Faiblesse ou pas de ceux qui attaquent la France
Beaucoup de nos concitoyens ont peur et se demandent jusqu'à quand notre pays subira cette barbarie. Le terrorisme en Autriche n'a rien arrangé…
D'autres, parmi notre personnel politique, en profitent pour faire de la basse cuisine politicienne et exhorter le gouvernement à sortir de l'État de droit, alors même que c'est ce dernier qu'il s'agit de protéger, car il se confond avec les valeurs républicaines que défend la France.
Les libertés individuelles sont précisément ce que méprisent les salafistes politiques et djihadistes contre lesquels nous luttons.

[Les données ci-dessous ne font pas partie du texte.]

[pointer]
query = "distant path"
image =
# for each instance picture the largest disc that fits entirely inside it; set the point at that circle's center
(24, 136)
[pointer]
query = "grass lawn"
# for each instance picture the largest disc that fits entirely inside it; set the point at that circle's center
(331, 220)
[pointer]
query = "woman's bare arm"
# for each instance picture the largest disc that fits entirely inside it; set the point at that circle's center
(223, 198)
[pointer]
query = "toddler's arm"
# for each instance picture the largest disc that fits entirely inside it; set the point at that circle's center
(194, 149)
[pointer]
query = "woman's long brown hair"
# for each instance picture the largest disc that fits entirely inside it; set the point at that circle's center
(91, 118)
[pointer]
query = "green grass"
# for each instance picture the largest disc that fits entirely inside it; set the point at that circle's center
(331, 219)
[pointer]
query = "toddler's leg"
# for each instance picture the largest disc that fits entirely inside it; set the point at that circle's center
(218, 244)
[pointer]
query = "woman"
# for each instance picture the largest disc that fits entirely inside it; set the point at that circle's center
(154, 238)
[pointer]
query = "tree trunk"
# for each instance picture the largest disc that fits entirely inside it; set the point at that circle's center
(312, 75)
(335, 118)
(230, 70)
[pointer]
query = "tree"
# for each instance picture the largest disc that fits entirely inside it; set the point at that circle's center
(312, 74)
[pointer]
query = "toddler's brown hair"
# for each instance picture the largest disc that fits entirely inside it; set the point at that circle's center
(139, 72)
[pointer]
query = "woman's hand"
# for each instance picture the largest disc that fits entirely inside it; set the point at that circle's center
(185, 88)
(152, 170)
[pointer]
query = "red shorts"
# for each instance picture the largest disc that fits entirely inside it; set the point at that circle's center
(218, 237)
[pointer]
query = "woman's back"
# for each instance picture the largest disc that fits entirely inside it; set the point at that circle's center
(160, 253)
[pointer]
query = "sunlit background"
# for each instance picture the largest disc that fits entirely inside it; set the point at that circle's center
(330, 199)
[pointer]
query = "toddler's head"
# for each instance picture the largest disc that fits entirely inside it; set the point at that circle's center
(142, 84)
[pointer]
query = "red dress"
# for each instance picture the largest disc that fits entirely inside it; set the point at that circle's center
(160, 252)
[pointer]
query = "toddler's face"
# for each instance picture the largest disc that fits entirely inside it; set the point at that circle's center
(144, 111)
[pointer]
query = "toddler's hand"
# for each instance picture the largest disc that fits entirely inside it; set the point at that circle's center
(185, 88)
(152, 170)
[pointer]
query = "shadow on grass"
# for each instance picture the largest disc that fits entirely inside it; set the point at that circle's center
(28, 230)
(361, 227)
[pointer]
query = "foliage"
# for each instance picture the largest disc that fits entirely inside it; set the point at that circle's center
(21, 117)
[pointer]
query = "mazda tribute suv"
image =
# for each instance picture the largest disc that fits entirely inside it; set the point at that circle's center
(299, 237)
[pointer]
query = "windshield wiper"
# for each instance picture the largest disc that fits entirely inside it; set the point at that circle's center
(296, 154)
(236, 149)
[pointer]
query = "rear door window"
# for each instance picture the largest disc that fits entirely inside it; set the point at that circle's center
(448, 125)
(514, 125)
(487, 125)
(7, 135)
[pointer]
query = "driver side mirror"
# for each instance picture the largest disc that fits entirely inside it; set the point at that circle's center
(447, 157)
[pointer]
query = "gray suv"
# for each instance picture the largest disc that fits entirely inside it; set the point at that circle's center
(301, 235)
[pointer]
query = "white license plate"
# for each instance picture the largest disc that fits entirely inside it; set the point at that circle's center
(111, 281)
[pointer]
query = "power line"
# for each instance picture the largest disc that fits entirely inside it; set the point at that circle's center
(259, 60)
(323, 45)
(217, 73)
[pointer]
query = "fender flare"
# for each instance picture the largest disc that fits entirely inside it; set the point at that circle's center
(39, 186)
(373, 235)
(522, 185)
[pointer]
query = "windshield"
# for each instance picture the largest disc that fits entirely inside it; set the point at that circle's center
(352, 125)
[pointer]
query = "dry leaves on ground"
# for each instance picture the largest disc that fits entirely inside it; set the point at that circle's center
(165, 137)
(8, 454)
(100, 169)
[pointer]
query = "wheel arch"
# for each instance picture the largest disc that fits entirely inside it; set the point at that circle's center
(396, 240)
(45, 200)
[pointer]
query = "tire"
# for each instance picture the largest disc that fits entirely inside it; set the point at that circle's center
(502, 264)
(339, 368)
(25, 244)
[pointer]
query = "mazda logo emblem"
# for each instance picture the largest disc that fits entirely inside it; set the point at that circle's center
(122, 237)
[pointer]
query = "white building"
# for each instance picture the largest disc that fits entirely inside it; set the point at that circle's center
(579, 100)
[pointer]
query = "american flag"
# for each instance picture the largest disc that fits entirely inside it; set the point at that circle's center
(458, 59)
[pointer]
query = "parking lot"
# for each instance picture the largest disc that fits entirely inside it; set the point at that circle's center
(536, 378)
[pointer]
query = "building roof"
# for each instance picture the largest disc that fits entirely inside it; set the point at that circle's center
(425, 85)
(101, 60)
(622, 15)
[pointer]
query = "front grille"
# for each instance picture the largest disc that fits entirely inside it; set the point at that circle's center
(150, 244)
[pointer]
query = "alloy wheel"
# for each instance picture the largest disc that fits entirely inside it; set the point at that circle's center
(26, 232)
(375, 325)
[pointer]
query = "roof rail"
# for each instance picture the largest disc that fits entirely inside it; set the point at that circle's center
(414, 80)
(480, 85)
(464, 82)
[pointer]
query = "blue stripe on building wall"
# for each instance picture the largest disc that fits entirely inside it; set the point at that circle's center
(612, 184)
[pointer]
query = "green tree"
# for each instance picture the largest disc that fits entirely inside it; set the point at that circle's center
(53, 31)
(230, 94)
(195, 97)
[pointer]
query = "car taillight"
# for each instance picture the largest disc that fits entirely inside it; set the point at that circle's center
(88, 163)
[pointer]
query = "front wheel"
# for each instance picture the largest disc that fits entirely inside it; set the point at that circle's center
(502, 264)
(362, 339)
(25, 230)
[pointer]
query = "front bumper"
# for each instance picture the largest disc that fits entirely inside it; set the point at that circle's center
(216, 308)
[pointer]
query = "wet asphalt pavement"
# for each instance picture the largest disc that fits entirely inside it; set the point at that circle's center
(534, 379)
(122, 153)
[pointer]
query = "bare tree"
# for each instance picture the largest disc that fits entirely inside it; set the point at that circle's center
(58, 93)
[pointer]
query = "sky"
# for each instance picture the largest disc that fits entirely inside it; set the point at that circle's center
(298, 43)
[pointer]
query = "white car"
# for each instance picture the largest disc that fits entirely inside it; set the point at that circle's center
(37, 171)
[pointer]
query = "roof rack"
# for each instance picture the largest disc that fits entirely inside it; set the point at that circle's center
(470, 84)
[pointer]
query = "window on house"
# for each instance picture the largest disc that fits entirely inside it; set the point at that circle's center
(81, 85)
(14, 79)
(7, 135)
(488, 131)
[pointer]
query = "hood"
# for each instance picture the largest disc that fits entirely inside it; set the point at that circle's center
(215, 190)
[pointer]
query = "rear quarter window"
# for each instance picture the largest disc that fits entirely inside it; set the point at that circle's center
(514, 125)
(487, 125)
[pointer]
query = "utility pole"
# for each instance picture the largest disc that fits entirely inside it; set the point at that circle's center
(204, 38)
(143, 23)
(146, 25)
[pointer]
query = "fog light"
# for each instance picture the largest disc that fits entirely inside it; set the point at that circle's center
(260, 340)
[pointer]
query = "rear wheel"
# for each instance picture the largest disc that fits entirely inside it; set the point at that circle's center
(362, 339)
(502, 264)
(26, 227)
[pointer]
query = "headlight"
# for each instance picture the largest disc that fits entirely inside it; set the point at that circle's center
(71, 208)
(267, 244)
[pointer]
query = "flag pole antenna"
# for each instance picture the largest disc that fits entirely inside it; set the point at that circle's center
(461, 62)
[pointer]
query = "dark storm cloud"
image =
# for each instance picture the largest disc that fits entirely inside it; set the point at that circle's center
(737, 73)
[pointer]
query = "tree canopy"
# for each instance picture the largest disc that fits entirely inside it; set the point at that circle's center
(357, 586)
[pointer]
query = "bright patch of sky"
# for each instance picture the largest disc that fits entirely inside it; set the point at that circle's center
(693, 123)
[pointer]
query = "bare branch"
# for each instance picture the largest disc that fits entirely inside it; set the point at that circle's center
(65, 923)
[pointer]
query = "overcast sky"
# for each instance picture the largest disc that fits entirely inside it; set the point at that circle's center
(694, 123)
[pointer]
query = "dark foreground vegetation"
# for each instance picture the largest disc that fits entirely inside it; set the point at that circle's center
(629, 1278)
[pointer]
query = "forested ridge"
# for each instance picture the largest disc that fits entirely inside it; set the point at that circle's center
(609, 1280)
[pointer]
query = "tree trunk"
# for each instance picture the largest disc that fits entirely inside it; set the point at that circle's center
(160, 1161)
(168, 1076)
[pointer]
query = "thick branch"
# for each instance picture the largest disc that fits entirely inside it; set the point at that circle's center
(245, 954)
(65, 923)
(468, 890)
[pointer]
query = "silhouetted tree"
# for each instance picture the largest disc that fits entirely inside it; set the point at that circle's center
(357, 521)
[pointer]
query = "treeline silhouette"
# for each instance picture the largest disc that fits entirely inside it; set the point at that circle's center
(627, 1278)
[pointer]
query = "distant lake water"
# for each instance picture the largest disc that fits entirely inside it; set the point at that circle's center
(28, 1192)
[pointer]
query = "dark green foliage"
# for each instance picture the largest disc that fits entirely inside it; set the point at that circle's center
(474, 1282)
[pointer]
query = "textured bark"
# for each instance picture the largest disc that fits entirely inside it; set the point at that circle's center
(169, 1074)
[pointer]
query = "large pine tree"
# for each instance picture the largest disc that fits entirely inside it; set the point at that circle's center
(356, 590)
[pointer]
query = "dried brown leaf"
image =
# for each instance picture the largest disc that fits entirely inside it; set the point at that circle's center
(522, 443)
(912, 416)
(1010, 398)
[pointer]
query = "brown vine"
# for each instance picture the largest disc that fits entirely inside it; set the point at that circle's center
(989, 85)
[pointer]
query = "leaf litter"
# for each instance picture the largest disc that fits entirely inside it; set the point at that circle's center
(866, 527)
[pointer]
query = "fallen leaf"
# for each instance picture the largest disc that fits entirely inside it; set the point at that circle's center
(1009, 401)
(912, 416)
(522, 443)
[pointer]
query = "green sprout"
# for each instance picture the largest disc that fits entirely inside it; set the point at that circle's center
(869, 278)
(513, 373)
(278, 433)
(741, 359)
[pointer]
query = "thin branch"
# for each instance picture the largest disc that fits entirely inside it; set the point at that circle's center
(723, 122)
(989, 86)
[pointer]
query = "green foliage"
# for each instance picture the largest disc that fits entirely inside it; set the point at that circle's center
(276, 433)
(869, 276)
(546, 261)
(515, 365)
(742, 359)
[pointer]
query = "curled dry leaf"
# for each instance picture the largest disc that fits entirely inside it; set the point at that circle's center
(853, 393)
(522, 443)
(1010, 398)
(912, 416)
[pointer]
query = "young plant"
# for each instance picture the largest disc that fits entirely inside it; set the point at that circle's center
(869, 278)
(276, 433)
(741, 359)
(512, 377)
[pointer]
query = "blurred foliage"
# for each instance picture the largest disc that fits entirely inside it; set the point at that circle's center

Et puis bien sûr, il y a ces incarnations emblématiques de l'islam politique installées sur la scène internationale, rangées en pyramide en haut de laquelle trône le dirigeant de la Turquie, qui insultent notre pays et son modèle, fondé sur la laïcité, c'est-à-dire la liberté de chacun de choisir sa transcendance, de croire au ciel ou pas, de l'exprimer et de débattre.
Recep Tayyip Erdogan baisse intégralement le masque, qui ne cachait d'ailleurs plus grand-chose. Chacun peut constater qu'il assume l'héritage du totalitarisme fasciste du siècle dernier…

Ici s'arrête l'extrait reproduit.